BRICS Pay technology in plain language

A payment system isn’t just an app — it is an entire factory of servers, banking integrations and security algorithms. Here is how it works under the hood, without jargon.

Every cross-border payment is essentially a message between banks: “Bank A debited 100 EUR from a customer; Bank B, please credit the recipient.” BRICS Pay routes that message directly between BRICS+ countries, bypassing the long chains of Western intermediaries.

DCMS — what it is

DCMS stands for Decentralised Cross-border Messaging System. In essence, it is the equivalent of SWIFT — the global messaging network that has carried most international transfers since 1973.

The key difference: SWIFT is a centralised network with a Belgian headquarters historically under Western influence. DCMS is distributed: servers run in each participating country and act as equal peers. No one can “switch off” a country by political fiat — as Russia was disconnected from SWIFT in 2022.

DCMS was developed by researchers at Saint Petersburg State University together with experts from BRICS countries.

  • Distributed nodes — servers in different countries, no central kill switch.
  • Digital signature on every message — anti-forgery, like a stamp on a document.
  • End-to-end encryption — even if someone intercepts a message, decoding without the key is impossible.
  • Automatic routing — if a direct channel is unavailable, the system finds a detour through other nodes.
  • Optional fees — no mandatory “system tax” like SWIFT’s. Each bank sets its own pricing.
  • Open source after the pilot phase — the code can be audited by independent experts.
  • SWIFT MT compatibility — banks can use familiar message formats without retraining.

Performance

20,000
messages per second per node — more than any retail banking service
24/7
no weekends or time zones
−50%
fee reduction in pilots vs SWIFT
−15%
FX savings — direct national-currency settlement

Connection with national payment systems

Each BRICS country has its own payment infrastructure.
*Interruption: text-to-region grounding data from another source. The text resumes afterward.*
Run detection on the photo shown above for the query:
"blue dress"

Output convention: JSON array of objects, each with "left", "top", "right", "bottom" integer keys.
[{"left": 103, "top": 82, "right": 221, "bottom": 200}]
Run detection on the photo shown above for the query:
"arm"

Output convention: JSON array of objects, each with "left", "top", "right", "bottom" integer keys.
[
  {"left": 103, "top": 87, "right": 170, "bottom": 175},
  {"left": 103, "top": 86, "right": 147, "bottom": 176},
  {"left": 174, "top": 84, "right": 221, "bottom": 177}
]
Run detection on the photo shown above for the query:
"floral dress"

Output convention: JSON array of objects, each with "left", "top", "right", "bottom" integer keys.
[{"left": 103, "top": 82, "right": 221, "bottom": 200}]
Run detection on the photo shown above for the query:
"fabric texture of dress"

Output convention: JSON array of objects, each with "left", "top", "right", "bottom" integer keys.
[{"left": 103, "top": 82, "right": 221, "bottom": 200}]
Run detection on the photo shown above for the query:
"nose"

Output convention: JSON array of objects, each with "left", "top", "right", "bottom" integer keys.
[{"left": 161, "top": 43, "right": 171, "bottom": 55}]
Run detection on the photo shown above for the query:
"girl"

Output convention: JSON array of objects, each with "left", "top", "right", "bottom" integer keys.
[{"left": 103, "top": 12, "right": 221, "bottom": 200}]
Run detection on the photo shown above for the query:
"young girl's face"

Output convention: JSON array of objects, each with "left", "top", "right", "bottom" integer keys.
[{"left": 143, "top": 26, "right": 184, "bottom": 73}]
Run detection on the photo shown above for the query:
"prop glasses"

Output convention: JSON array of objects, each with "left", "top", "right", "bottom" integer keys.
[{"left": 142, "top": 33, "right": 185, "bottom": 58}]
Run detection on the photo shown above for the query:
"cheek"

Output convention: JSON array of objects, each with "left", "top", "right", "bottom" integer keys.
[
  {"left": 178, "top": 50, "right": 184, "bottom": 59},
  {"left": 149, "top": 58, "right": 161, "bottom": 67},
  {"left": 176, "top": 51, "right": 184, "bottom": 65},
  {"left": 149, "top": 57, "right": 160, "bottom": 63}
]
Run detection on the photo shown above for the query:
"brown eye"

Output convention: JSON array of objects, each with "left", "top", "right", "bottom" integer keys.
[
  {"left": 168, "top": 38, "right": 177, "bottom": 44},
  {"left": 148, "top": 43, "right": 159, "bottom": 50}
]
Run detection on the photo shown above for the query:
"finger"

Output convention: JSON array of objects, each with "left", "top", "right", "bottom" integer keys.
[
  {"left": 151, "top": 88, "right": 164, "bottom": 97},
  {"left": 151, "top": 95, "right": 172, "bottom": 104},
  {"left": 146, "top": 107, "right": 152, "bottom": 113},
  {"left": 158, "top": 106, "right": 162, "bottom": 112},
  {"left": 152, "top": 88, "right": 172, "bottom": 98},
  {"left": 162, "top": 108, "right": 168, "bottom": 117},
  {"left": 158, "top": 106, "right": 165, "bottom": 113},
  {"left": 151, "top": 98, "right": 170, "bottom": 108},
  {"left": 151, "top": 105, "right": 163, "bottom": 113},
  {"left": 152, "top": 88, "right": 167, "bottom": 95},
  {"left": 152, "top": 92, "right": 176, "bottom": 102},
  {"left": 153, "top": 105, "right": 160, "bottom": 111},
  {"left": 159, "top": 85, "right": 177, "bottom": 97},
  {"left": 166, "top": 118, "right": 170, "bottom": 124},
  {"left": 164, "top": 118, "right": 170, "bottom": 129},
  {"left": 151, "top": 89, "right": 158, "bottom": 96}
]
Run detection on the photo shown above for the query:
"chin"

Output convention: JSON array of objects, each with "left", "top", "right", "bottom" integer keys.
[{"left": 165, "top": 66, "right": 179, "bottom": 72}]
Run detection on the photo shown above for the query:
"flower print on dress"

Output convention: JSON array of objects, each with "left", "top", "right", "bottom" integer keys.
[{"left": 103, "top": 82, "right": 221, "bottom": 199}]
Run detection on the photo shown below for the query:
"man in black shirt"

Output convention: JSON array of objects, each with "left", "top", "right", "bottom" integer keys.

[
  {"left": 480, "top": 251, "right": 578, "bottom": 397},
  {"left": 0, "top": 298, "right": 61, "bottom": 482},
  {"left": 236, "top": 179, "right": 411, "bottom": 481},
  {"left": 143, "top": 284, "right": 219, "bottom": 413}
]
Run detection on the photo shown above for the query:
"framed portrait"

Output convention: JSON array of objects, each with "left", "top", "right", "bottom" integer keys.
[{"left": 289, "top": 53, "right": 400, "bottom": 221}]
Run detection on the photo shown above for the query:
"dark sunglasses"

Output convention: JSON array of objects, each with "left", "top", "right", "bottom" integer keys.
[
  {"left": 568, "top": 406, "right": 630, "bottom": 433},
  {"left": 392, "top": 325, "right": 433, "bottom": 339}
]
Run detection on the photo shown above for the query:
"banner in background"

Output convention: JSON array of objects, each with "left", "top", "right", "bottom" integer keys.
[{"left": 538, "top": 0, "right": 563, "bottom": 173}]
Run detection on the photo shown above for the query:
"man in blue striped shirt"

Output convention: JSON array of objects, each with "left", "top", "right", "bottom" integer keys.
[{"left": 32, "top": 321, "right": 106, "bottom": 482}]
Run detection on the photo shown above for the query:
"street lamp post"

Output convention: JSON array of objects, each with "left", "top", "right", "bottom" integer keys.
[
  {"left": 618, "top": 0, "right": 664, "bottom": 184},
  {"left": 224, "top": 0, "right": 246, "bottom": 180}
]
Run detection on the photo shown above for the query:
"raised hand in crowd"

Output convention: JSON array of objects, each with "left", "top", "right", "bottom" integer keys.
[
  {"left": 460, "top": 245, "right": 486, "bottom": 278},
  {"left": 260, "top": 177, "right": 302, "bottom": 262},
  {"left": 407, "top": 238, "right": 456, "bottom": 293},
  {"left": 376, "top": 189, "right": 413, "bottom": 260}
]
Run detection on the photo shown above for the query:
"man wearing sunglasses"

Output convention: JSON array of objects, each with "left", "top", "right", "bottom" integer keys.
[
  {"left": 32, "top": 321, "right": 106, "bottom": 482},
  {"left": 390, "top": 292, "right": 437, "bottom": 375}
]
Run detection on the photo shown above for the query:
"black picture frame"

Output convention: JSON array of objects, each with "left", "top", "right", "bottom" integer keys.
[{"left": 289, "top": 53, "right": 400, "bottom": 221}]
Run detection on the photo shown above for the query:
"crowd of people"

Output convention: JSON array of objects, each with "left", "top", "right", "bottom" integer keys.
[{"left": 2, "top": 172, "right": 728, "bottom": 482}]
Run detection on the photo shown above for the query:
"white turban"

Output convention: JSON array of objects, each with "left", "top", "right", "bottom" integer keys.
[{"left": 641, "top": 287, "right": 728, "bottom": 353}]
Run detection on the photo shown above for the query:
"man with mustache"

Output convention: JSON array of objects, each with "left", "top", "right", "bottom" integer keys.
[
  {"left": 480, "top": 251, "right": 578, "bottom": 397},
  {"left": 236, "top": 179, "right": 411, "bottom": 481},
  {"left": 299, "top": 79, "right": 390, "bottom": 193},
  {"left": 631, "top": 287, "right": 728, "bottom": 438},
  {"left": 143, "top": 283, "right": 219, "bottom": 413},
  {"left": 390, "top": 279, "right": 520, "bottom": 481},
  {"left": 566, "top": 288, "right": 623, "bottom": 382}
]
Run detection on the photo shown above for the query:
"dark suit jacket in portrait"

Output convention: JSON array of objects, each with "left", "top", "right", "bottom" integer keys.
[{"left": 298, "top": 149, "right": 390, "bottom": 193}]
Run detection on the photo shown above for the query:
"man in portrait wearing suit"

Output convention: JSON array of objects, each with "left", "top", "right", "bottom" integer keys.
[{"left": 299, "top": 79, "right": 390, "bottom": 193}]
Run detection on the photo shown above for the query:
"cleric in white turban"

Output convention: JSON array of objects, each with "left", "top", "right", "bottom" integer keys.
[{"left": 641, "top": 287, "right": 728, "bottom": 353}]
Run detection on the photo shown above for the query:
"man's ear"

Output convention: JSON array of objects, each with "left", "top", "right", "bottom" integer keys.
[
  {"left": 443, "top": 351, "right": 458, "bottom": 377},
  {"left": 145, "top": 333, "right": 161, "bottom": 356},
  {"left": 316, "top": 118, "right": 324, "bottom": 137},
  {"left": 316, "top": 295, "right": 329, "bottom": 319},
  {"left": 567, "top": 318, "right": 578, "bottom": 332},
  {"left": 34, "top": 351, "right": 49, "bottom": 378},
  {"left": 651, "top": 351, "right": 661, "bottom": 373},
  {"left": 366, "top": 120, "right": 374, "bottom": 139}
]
BRICS Pay does not build anything from scratch — it plugs in on top. Like a bridge between cities: the cities themselves don’t change, a new road just appears between them.

Mir & SBP

Russia — national card and Bank-of-Russia faster-payments.

UPI

India — instant interbank payments. 500M+ users.

Pix

Brazil — instant system. 49% of cashless ops in Brazil today.

UnionPay

China — card network. 6B+ cards worldwide, more than Visa.

PayShap

South Africa — instant interbank payments.

RuPay & ELO

India (≈500M cards) and Brazil (≈120M) — national card networks.

Multilateral Netting in plain words

Imagine: company A owes B a million; B owes C a million; C owes A a million. In a regular system, three transfers totalling three million. In BRICS Pay the system sees the debts close in a circle — nobody actually owes anyone. Zero real transfers. That is multilateral netting.

Real life is more complex: different amounts, different currencies. But the principle is the same: net everything first, transfer only the difference. This sharply reduces banks’ liquidity needs.

📊 Real number

In BRICS Pay pilots, 100 transactions between participants collapse into 10 net positions. Ten times fewer money movements for the same trade volume.

CBDCs — central-bank digital currencies

CBDC stands for Central Bank Digital Currency. Unlike crypto, CBDC is issued by a state and pegged to the national currency 1:1. BRICS Pay is built to work with the digital rouble, e-CNY (digital yuan), digital rupee (e-INR), DREX (Brazil) and others.

To shuttle money smoothly between different CBDCs, the ecosystem has a sister project BRICS Bridge and stablecoins:

  • NSRT S — a stablecoin pegged to the IMF SDR basket (5 major currencies).
  • Gold-backed stablecoin — for long-term storage, backed by physical gold.
  • BFT (BRICS Food Token) — a settlement token for food trade between member states.

Security

  • Multi-factor authentication (MFA) — at least two “proofs”: password + SMS/email + biometrics.
  • End-to-end encryption of messages and user data.
  • Distributed storage — copies live on multiple servers in different countries; one falls, the rest keep going.
  • KYC and AML at the PSP layer — KYC means identity verification (like a bank), AML algorithms catch laundering attempts.
  • Digital signature on every operation — no after-the-fact forgery.
  • Transparent immutable transaction log — every operation is recorded in the blockchain, can’t be edited later.
Compliance with international rules

BRICS Pay complies with FATF (the international anti-money-laundering standard, established in Paris in 1989) and OFAC (the US sanctions list). In plain language: you can’t move “dirty” money or pay sanctioned entities through the system. Everything is checked automatically.

Governance: DAO in plain words

DAODecentralised Autonomous Organisation. Sounds heavy; it is simple: decisions are made by votes of all participants, not by one person or company.

Picture an association of equals: banks, fintechs, regulators, technology providers. Each has a vote. Changing anything requires consensus. So no single country can shut the system down or unilaterally raise fees.